Kardinal-Frings-Brücke für Schwerlasttransport dicht: Umleitung über Flehe Marode Rheinbrücken: Wie lange noch, bis der Verkehr zusammenbricht?

Neuss · „Eine verkehrstechnische Katastrophe“, sagt der Neusser Spediteur Mike Heeb, ein „Fiasko“ nennt es Jürgen Steinmetz, Hauptgeschäftsführer der Industrie- und Handelskammer (IHK) Mittlerer Niederrhein: Seit vergangener Woche dürfen Lkw über 7,5 Tonnen die Josef-Kardinal-Frings-Brücke nicht mehr überqueren, zuvor lag die Grenze bei 30 Tonnen. Das bedeutet für den Schwerlastverkehr über den Rhein erneut, Umleitungen in Kauf nehmen zu müssen, um die Lieferketten zwischen Düsseldorf und Neuss aufrecht zu erhalten.

Die Josef-Kardinal-Frings-Brücke (auch Südbrücke genannt) ist marode. Seit vergangener Woche darf Schwerlastverkehr sie nicht mehr befahren. Die Umleitung führt über die ebenfalls marode Fleher Brücke.
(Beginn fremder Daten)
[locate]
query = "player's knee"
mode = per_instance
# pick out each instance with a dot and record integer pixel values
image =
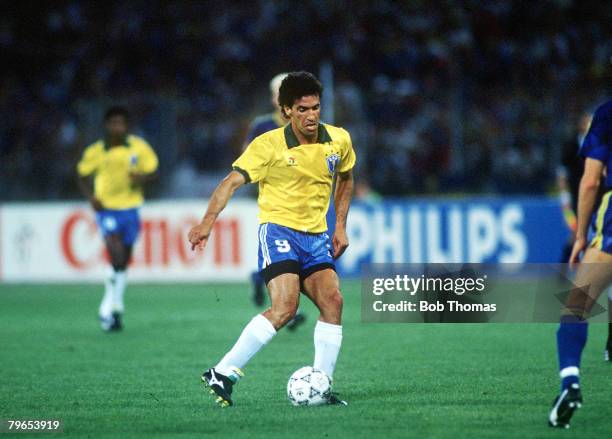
(334, 300)
(283, 314)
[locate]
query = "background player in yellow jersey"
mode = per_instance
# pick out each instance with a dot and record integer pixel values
(119, 164)
(294, 166)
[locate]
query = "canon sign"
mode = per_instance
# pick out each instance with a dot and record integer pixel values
(61, 242)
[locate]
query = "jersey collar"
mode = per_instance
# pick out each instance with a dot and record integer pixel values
(292, 141)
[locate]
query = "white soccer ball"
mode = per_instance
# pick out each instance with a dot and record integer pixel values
(309, 386)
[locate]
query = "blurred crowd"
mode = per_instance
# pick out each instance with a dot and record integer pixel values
(440, 96)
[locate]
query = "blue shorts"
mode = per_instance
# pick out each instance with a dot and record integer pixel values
(284, 250)
(123, 222)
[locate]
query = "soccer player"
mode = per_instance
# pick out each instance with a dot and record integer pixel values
(119, 164)
(594, 271)
(294, 167)
(262, 124)
(568, 182)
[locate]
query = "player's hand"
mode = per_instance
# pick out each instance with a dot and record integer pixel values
(198, 236)
(95, 204)
(579, 246)
(340, 242)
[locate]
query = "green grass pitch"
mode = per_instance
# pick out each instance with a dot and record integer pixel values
(410, 380)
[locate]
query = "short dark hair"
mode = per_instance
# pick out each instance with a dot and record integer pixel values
(298, 84)
(116, 110)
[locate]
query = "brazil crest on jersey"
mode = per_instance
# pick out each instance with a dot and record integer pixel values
(295, 181)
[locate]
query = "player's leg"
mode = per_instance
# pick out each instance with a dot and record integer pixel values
(121, 254)
(257, 283)
(323, 288)
(593, 277)
(284, 295)
(109, 226)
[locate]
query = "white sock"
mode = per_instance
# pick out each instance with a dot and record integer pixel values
(120, 282)
(255, 335)
(106, 306)
(328, 339)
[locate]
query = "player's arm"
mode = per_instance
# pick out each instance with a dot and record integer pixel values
(146, 171)
(198, 236)
(342, 200)
(587, 195)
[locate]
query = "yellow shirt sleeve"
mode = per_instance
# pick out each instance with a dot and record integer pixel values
(254, 161)
(147, 159)
(91, 160)
(348, 157)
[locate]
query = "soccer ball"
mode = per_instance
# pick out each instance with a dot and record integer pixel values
(309, 386)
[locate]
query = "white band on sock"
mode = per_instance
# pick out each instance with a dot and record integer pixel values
(264, 331)
(569, 371)
(120, 282)
(106, 306)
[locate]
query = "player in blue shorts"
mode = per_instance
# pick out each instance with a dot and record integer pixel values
(295, 168)
(119, 165)
(260, 125)
(595, 269)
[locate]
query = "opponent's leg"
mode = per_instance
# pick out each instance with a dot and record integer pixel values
(608, 349)
(284, 295)
(593, 277)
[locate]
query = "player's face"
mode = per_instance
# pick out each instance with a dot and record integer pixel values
(116, 127)
(305, 114)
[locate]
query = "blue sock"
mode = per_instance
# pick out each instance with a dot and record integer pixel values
(571, 339)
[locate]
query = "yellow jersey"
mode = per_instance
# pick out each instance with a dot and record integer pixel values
(111, 168)
(295, 181)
Foto: Kurier Verlag GmbH/Hanna Glinski

„Der Rhein ist unsere Lebensader, deshalb ist eine voll funktionsfähige, schwerlastfähige Brücke für den Hafenstandort Neuss Düsseldorf unerlässlich“, begründet Steinmetz seine Forderung nach einer schnellen und pragmatischen Lösungsfindung.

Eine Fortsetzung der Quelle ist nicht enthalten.